The Bed Hierarchy
Lauren Connolly
MONDAY
This will be the final page in a chapter of my life.
Her chapter.
It was rude of her, to only make one appearance in the beginning. But things will tie off to a nice end when I see her this time. This infatuation will cease, and my life will move on.
I pull into the driveway of a house painted an odd shade of purple. The lilac fits in though, one in a line of colorful houses stretching along the beachfront.
Thick, salty air coats my skin as I step out of my car. Living in Raleigh, North Carolina, humidity is nothing new. But here on the coast, the ocean waves season the wind.
“Theo is here!”
Glancing up at the shout, I spot Melony Buchanan on the second-floor deck, a phone to her ear, hand over the receiver. There’s one more floor above her, this house towering high over the dunes. The woman waves down at me, and a second later a familiar head peaks over the top railing.
“You made it! Just in time for crabs.” Tim Buchanan, a man I share too many embarrassing college memories with, grins down at me. The siblings’ faces are strikingly similar from this angle. Round cheeks, sharp noses, wide mouths made for smiling.
Just like their sister.
“Crabs sound great!” I shout up at him, heading for the stairs.
The heat of the day has begun to fade along with the setting sun, which takes away the excuse for my sweaty palms.
You’ve built her up in your memory. She’s just an ordinary girl.
The pep talk doesn’t help as I climb up to the first deck, where I give Melony a wave, and then the second deck, where I give Tim a hug.
“Thanks for inviting me. You sure I’m not crashing?”
“No way!” He pats my back before letting me go and heading for the sliding glass doors. “The Buchanan family vacation is open to friends. Has been since we were teenagers and mom and dad got tired of entertaining us. Come on, let me grab you a beer. How was the drive?”
A shiver runs through me as I step from ocean humidity into cool AC. With a reverse floor plan, the house boasts an open kitchen/living room combo that covers almost the entire top floor. On the far wall is another set of doors, plus a string of windows that reveal the Atlantic Ocean.
“Not bad,” I murmur, my eyes trailing over the shadowy heads on the other side of the glass.
An icy bottle presses into my hand, and I glance down to see Tim handed me a wheat beer. “Thanks, man.”
He points to the ocean-side doors. “Go say hi.

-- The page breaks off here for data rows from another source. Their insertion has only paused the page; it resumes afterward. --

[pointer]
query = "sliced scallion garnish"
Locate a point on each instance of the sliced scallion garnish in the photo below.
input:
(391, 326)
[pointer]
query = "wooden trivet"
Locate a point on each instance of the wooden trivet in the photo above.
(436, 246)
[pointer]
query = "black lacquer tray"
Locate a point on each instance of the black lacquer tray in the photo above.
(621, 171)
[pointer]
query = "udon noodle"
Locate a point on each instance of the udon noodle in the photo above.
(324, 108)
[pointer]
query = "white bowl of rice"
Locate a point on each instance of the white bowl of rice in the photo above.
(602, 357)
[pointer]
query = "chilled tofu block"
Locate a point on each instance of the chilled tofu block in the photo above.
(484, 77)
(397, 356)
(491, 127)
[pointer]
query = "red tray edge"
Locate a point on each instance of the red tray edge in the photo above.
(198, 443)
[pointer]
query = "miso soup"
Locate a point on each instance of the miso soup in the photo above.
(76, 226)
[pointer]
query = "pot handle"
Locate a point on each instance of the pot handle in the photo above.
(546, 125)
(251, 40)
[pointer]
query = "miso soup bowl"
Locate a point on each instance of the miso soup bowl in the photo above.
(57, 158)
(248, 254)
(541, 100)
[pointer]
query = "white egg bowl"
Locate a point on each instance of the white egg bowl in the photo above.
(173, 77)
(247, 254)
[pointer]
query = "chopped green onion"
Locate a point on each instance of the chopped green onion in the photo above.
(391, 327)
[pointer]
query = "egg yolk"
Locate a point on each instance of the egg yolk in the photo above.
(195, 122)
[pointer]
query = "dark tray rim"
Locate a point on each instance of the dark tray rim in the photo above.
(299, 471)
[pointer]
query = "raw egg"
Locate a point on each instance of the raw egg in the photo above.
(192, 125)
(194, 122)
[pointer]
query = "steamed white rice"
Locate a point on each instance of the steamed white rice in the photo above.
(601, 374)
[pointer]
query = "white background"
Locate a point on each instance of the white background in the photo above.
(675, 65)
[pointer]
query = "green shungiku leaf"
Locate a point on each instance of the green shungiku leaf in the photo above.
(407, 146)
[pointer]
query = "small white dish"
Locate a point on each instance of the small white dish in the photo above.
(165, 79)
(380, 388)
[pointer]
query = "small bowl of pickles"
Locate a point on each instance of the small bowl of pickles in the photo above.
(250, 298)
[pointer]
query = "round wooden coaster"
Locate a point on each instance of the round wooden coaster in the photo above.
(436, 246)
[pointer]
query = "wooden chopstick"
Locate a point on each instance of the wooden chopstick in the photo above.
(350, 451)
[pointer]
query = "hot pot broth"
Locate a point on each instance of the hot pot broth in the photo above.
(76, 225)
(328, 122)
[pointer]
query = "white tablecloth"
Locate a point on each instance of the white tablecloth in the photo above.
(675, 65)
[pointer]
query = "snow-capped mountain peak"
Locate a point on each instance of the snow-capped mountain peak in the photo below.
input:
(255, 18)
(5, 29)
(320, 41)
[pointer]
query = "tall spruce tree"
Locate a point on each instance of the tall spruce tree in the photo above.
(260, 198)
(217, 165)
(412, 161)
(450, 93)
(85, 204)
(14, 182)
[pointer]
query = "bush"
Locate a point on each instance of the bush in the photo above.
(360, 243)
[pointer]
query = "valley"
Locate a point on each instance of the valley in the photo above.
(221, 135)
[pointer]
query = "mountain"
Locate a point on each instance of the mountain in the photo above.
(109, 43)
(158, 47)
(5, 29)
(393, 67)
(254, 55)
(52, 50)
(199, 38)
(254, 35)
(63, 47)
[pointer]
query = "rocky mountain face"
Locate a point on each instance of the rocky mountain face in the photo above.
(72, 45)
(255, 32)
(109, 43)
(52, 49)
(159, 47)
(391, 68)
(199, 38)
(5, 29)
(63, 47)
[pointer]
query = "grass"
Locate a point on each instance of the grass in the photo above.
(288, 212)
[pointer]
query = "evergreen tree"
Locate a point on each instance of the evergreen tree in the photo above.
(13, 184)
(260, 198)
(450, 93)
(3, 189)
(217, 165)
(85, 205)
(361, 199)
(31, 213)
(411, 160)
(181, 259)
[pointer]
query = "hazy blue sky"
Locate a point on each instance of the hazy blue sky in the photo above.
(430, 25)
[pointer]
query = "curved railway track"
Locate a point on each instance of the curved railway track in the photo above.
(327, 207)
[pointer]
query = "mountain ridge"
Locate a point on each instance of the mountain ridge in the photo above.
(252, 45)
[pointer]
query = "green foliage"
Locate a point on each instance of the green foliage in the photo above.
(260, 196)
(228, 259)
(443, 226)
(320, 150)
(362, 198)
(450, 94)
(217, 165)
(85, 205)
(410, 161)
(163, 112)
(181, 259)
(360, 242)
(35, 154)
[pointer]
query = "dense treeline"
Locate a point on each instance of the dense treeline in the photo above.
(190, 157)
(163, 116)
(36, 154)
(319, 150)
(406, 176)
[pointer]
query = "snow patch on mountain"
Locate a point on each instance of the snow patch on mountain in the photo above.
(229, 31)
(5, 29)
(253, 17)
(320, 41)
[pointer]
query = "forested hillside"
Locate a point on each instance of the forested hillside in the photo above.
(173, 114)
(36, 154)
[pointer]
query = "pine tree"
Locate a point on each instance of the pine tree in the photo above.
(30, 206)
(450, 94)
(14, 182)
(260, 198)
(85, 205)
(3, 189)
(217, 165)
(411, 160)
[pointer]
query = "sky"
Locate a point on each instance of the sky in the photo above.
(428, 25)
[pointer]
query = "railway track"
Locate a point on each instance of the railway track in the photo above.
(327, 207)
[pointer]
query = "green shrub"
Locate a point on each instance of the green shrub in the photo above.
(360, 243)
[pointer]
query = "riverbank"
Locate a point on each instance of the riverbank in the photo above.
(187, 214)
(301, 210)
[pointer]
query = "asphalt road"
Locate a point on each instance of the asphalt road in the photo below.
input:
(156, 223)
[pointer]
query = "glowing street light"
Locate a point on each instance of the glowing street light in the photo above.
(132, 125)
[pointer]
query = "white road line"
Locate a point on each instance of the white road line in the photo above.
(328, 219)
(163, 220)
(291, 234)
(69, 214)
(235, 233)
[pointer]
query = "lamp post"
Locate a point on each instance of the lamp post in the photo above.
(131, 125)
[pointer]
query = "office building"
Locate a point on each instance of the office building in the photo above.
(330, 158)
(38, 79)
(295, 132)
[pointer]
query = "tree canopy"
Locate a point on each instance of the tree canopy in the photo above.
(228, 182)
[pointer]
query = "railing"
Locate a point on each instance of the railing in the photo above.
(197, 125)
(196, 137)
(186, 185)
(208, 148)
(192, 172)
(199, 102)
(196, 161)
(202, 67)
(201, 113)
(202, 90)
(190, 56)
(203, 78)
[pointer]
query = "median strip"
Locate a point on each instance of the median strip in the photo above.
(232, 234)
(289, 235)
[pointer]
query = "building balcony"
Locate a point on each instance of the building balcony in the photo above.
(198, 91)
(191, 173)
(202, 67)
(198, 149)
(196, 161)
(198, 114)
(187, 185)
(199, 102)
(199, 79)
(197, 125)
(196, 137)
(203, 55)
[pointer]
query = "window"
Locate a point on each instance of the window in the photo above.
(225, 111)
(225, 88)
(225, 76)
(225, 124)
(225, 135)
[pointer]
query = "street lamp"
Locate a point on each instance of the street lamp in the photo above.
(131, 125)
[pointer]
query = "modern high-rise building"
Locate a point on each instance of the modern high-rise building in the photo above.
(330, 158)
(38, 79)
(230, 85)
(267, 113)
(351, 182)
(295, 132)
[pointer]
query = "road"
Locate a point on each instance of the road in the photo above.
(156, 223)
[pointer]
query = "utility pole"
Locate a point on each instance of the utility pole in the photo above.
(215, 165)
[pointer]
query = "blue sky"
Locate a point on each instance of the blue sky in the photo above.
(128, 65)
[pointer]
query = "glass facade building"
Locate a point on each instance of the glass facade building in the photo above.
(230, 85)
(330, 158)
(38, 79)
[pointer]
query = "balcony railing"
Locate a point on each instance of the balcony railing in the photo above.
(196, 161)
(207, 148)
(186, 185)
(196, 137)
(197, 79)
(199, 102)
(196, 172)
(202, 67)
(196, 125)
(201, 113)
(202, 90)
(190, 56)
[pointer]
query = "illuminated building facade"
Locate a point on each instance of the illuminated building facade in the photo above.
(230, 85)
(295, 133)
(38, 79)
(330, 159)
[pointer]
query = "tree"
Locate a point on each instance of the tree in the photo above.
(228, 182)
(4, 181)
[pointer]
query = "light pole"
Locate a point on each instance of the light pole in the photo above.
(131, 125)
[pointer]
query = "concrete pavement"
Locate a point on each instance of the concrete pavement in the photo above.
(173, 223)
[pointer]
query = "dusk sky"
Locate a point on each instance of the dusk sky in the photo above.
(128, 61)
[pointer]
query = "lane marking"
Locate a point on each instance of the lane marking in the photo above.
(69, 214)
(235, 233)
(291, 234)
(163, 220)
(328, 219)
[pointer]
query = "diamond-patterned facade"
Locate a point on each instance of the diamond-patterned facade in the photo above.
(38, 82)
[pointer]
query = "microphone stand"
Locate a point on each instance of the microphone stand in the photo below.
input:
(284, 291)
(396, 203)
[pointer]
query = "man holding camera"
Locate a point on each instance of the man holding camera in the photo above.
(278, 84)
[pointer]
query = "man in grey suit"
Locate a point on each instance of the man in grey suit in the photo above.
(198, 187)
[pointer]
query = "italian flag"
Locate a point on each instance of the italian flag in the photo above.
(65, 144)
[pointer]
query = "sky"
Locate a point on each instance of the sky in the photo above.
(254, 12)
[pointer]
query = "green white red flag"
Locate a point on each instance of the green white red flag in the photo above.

Just need to finish up with this.”
Clearly, my friend is in charge of dinner for the night. He grabs an oven mitt and proceeds to pull a tray of cornbread from the oven.
The first summer after I met Tim, our freshman year at UNC, I heard about the annual Buchanan family vacation. Every August, Mrs. and Mr. Buchanan find an interesting spot somewhere in the United States and rent a house large enough for them and their kids. They covered the cost, but their offspring got kitchen duty for the week to pay their way. I wonder if I’ll get assigned a dinner. Hopefully everyone likes grilled cheeses.
After a bracing breath, I step out onto the deck and into a gathering.
Immediately, my attention strays to the woman on the porch swing.
Olive Buchanan.
She sways her seat and licks salt off the rim of her mixed drink. Mocha brown eyes meet mine, crinkling at the corners with her wide grin.
“Theo Phillips,” she greets me. “You’ve finally jumped into our pool of sharks.”
“We are not sharks!” Mrs. Buchanan announces, standing from her lounge chair and approaching me with arms wide for a hug. “Don’t listen to Olive. We are a pod of friendly dolphins.”